When loaded up in a corner, the GT4 RS has that slightly numb feedback that is inherent in a strut suspension. But because the car is so well-balanced, it doesn’t affect things the same way the last-gen 991.2 GT3’s setup did because that car’s rear-engine weight bias really demanded a front end with a lot of feedback. Conversely, the GT4 RS has such a wide window to work with that it can afford to provide a bit less feedback without it ever biting the driver.

As for the manual transmission, it would just be the cherry on top. Yes, the PDK is by far the better, faster gearbox, and shines when you’re behind the wheel of a car so demanding that taking your attention off the task at hand—even for the split second it takes to change gears—is detrimental to going fast. The GT4 RS is not that car. It imparts so much confidence that the driver doesn’t need to focus 100 percent on making sure the car’s doing what they want. Rather, the car affords them the pleasure of having to shift gears the way God intended—if only Porsche intended three pedals, too.

Because That’s What Heroes Do

Is the 911 GT3 a more engaging car? Sure, if by “engaging” you mean more difficult to drive. There is a certain satisfaction one gets hustling the GT3 around on a good lap, but honestly, 99 percent of all drivers will probably be faster and have more fun (and do less crashing) behind the wheel of a GT4 RS. Isn’t that what we all want? To be faster and have more fun? 

Obviously, because it’s Porsche, that fun comes at a price. Base Cayman GT4 RSes start at $143,050, but the Arctic Gray test car I drove came with optional paint ($3,540), the front-axle lift system ($3,040), the Weissach Package ($13,250), carbon-ceramic brakes ($8,000), and forged magnesium wheels ($15,640). The total MSRP for the test car came to $195,190. Nobody said fun was cheap.

But I see now how Porsche factory driver Jörg Bergmeister set his insane Nürburgring Nordschleife time of 7:04.511 in the RS—an astonishing 23.6 seconds quicker than 982 GT4. The Nürburgring is one of those tracks that demands that a driver show up with a car they have absolute confidence in. The GT4 RS is that car.

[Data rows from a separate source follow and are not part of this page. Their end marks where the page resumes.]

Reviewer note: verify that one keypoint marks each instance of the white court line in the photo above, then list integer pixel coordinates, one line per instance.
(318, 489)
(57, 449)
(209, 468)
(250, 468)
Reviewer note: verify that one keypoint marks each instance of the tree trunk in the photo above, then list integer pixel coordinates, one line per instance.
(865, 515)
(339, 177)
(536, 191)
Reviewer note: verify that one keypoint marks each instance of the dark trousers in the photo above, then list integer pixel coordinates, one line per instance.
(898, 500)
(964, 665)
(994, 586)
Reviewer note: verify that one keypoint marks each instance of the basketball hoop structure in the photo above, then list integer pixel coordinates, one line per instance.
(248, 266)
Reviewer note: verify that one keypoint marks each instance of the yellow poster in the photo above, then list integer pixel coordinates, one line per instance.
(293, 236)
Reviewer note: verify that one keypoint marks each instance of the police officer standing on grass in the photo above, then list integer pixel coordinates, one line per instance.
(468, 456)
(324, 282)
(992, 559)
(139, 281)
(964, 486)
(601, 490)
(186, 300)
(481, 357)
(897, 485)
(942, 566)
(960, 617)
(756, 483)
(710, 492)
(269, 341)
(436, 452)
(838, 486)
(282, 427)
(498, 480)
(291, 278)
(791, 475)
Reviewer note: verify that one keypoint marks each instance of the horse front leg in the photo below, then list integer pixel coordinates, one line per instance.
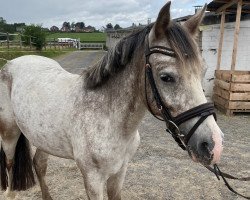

What does all this mean to the average driver? The exact same thing that it does to the pro driver. In fact, it probably means even a bit more. It’s as I said at the beginning of this review: The more comfortable any driver is in their car, the faster and harder they can push it. And when they do go beyond the limit, it’s easier to reign that car back in on pure skill, without help from any electronics. In short, it makes you a better driver.  

The 2022 Porsche 718 Cayman GT4 RS is the one that allows everyone—everyone who’s lucky enough to drive one, anyway—those pleasures. It’s the car we all deserve because it makes us heroes as soon as we get behind the wheel. 

Robb Holland is an American race car driver and automotive journalist. He has competed in the British Touring Car Championship, Pikes Peak, the World Touring Car Championships, and more.

Correction: An earlier version of this story said the Robin was made by Renault, not Reliant. We regret the error.